The second round of the presidential elections in Liberia is held today, November 14th. The ones competing in the run-off will be the outgoing president George Weah and the challenger Joseph Boakai, who obtained 43.8 and 43.4 percent of the votes respectively in the first round on October 10th. According to observers, the thin margin of votes that separated the two candidates in the first round – only 7,126 votes out of almost two million – and the absence of a strong third candidate should favor a particularly balanced competition. The ballot represents a sort of referendum on the actions of the party in power, the Coalition for Democratic Change (CDC). Many were in fact disappointed by Weah’s performance, in particular with regards to widespread corruption, the high rate of youth unemployment, inflation and general economic difficulties. Supporters of the ruling party, on the other hand, argue that the new law in force from July 2022 represents proof of the administration’s fight against corruption.
Weah, running for a second term, remains the clear favorite in the presidential race, and during the election campaign he said he was confident of obtaining absolute victory in the first round. The outgoing president confirmed as his “running mate” his current deputy, Jewel Howard-Taylor, ex-wife of former president Charles Taylor, president of Liberia from 1997 to 2003 who is now serving a 50-year prison sentence of the United Kingdom for crimes against humanity committed in the Sierra Leone civil war. In touting his first-term successes, Weah listed the free tuition program for undergraduates at public universities, established in 2018; the payment of taxes for public school students; the increase in access to electricity and, at the same time, the reduction of its costs from 38 cents to an average of 15 cents per kilowatt. The administration has also initiated several road construction projects across the country. Despite this, Weah’s critics argue that corruption – already widespread in the country – has further spread under his presidency, and that the state of the economy and the increase in food prices that led to the protests in June 2019 and December last year are indicators of the failure of his government. In his manifesto, Weah promised to reduce the out-of-pocket payment of medical expenses through a compulsory social health insurance system and also promised to provide “off-the-grid” solar energy for public hospitals and secondary schools. The former football star also promised to create sustainable jobs by formalizing artisanal and small-scale mining and providing prosecutors with training on sexual and gender-based violence.
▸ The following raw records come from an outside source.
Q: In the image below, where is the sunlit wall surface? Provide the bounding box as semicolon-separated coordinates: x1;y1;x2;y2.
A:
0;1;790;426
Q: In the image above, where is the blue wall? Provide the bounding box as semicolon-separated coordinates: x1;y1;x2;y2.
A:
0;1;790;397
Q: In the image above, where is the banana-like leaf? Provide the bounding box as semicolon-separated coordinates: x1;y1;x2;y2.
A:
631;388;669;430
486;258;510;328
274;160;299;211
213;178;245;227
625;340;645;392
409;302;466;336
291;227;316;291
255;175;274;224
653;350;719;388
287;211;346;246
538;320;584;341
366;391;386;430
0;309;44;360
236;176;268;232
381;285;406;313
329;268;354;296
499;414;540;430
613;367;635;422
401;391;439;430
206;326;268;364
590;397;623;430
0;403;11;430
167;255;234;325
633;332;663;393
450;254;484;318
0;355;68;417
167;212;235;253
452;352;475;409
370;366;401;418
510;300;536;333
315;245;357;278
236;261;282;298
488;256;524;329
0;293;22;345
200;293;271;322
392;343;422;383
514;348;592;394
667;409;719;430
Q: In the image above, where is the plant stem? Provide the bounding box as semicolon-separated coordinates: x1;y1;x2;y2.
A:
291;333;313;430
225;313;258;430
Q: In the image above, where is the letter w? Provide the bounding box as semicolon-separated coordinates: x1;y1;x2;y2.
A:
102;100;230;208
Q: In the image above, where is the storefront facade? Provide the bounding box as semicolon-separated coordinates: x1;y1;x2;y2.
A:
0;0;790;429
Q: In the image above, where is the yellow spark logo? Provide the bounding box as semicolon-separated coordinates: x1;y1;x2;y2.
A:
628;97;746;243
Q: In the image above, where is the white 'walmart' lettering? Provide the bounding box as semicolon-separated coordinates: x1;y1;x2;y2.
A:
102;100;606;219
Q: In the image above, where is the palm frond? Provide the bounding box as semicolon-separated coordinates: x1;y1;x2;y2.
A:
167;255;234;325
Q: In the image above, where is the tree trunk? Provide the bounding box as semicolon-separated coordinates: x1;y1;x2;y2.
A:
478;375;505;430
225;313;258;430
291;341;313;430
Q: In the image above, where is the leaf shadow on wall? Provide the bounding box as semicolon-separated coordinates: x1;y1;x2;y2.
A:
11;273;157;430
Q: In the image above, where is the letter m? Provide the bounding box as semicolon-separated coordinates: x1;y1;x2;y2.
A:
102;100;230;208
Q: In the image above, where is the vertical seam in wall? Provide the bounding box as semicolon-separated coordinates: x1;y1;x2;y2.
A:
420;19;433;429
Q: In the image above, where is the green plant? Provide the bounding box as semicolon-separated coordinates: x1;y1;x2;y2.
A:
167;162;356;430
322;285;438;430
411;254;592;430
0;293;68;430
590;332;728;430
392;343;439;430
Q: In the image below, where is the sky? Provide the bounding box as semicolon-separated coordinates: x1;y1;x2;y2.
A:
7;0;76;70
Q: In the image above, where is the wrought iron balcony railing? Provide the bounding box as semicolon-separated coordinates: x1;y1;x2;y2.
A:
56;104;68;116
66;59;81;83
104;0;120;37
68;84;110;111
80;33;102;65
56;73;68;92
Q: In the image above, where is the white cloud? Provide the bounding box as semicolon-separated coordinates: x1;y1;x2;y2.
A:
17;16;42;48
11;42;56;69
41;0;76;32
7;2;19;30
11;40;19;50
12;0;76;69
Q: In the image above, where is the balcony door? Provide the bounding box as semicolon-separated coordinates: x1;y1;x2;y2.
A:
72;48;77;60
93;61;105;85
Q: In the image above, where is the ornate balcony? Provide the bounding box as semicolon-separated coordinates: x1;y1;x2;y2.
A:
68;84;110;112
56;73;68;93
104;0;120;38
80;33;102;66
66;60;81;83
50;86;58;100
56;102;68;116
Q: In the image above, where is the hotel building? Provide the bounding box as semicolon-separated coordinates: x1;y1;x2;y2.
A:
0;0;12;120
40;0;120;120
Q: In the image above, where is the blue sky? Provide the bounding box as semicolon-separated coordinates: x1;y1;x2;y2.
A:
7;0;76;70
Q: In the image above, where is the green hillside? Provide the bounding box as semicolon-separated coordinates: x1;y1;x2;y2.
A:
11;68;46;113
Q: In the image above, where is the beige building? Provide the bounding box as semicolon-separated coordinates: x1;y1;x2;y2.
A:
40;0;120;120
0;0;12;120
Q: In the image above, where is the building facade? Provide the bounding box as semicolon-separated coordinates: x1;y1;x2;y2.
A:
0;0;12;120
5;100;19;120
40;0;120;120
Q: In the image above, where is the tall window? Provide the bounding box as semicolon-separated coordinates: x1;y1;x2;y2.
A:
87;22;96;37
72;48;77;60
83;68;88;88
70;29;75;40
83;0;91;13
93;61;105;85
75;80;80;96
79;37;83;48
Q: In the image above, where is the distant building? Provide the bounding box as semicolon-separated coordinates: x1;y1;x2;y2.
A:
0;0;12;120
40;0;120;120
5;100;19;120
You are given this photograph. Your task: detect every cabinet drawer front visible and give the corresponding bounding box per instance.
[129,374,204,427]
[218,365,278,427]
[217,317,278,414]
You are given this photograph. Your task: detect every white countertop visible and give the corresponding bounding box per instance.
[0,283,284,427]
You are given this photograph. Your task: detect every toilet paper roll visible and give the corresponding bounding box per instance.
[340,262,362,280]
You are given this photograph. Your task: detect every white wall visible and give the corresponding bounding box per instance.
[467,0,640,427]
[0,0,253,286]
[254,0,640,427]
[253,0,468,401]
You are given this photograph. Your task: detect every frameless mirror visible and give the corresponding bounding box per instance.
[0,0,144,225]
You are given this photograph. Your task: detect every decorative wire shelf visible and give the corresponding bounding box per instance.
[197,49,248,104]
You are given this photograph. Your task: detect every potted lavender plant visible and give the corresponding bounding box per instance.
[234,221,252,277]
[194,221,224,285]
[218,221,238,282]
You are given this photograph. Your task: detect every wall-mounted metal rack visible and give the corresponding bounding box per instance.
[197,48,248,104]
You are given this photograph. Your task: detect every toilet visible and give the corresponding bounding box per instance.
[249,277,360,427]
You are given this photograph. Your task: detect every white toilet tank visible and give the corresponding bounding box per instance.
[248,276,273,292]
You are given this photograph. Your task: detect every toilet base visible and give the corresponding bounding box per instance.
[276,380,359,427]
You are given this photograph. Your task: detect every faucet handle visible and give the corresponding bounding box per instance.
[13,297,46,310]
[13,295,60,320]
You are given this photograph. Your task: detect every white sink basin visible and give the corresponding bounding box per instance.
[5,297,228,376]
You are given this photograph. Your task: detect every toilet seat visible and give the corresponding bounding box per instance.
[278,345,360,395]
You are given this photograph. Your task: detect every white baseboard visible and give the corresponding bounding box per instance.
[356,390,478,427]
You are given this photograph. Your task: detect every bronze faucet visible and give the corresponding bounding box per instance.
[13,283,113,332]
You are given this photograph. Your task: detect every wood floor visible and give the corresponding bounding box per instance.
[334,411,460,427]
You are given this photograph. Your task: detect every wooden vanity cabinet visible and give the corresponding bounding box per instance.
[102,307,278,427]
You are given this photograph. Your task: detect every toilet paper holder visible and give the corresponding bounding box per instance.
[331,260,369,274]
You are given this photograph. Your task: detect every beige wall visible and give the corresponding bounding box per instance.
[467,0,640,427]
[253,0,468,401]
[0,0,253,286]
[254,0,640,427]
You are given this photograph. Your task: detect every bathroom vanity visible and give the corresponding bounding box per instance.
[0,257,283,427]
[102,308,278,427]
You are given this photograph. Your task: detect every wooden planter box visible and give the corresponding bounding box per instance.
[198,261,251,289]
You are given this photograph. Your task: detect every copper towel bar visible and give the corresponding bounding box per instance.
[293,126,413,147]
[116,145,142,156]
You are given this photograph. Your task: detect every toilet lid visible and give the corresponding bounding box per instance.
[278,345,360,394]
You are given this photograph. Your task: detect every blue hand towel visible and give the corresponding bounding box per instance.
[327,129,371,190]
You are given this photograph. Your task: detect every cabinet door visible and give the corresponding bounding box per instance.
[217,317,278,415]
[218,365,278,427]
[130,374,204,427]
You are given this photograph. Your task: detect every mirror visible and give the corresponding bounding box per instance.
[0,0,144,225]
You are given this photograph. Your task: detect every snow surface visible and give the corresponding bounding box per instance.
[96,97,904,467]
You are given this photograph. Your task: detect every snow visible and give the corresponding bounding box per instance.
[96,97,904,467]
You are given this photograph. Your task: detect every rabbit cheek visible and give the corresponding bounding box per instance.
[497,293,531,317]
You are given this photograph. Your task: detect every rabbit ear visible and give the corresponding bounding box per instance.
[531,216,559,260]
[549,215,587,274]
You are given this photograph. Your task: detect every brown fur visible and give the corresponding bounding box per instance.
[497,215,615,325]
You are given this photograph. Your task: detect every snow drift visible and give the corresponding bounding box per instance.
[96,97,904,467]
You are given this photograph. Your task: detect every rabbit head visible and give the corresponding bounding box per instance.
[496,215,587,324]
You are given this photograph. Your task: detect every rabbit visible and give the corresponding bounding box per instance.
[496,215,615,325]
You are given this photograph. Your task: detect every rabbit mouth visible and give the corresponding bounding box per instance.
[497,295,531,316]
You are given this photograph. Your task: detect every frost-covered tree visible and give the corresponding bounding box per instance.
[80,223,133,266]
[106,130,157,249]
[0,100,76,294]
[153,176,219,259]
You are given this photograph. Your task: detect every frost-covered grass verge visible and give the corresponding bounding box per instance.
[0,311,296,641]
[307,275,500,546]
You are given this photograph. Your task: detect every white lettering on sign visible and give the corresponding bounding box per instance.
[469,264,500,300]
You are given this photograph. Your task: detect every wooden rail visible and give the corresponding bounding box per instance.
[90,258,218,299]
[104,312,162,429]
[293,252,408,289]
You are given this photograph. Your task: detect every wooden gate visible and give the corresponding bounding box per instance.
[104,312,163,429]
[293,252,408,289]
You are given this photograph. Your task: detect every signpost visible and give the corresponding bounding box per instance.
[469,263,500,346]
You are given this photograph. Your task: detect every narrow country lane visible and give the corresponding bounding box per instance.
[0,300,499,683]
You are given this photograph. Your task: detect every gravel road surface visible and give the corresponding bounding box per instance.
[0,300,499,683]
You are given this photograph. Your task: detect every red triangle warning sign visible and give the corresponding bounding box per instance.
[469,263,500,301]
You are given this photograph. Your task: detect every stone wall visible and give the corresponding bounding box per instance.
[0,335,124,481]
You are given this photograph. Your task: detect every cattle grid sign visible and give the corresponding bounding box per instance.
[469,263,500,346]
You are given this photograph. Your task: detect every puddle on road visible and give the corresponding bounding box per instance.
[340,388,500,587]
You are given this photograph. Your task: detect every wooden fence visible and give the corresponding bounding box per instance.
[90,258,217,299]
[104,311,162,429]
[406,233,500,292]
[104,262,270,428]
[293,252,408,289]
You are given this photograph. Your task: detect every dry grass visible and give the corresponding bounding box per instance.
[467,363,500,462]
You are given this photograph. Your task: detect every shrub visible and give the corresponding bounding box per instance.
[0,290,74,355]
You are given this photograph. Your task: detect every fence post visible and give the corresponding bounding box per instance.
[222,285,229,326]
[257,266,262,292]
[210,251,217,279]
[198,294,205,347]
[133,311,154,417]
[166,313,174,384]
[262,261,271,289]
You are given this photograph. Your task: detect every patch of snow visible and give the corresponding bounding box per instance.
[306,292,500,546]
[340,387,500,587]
On the other hand, his main challenger Boakai has decades of experience in Liberia’s public sector and enjoys widespread recognition in the country, now aiming for the presidency under the banner of the Unity Party. The 78-year-old previously served as agriculture minister from 1983 to 1985 and vice-president from 2006 to 2018, under President Johnson-Sirleaf. This year Boakai formed an alliance with the Movement for Democracy and Reconstruction (MDR), founded by former warlord – later senator – Prince Johnson. As a result, Boakai chose MDR Senator Jeremiah Koung as his running mate. The MDR had already formed an alliance with Weah’s CDC in 2017, supporting him in the second round of the elections and thus being decisive for his election. The alliance however dissolved in 2022, amid Johnson’s complaints about a lack of job opportunities for his “his people”. For many observers, therefore, Boakai’s second attempt at the presidency is a revenge with Weah after the two faced each other in the run-off elections of 2017, which Weah then won. Drawing on his experience, Boakai has made agriculture a key issue in his campaign, promising to increase domestic rice production and establish three agricultural machinery centers in the country. The former minister also promised to pave highways connecting county capitals and those linking Liberia to other countries in order to improve cross-border trade, and to work with parliament to establish a specialized court to expedite cases of corruption and economic crimes and to support the private sector in developing programs for the recycling of solid waste into the production of renewable energy.
The electoral campaign was characterized by strong tensions. Ahead of the first round in October, the United Nations Human Rights Office (OHCHR) said it was “concerned” about possible violence, recalling that at least two people died and 20 others were injured during the clashes that took place in recent weeks between supporters of the ruling party, CDC, and the opposition Unity Party. The clashes occurred in the Foya district, while “outbreaks of violence” also occurred in the counties of Nimba, Montserrado and Grand Cape Mount. In view of the vote, and to prevent possible irregularities in the electoral operations, in August the European Union decided to send an electoral observation mission led by Andreas Schieder, member of the European Parliament. The EU has already sent election observation missions to Liberia in 2018, 2012, 2007 and 2002, as well as an election follow-up mission in 2022. The team will be made up of ten election experts who arrived in Monrovia on 27 August, while On September 5, another 20 long-term observers joined the mission to be deployed across the country to monitor the election campaign. Subsequently, another 40 observers strengthened the mission by being deployed throughout the country. The EU election observation mission will remain in Liberia until the electoral process is completed.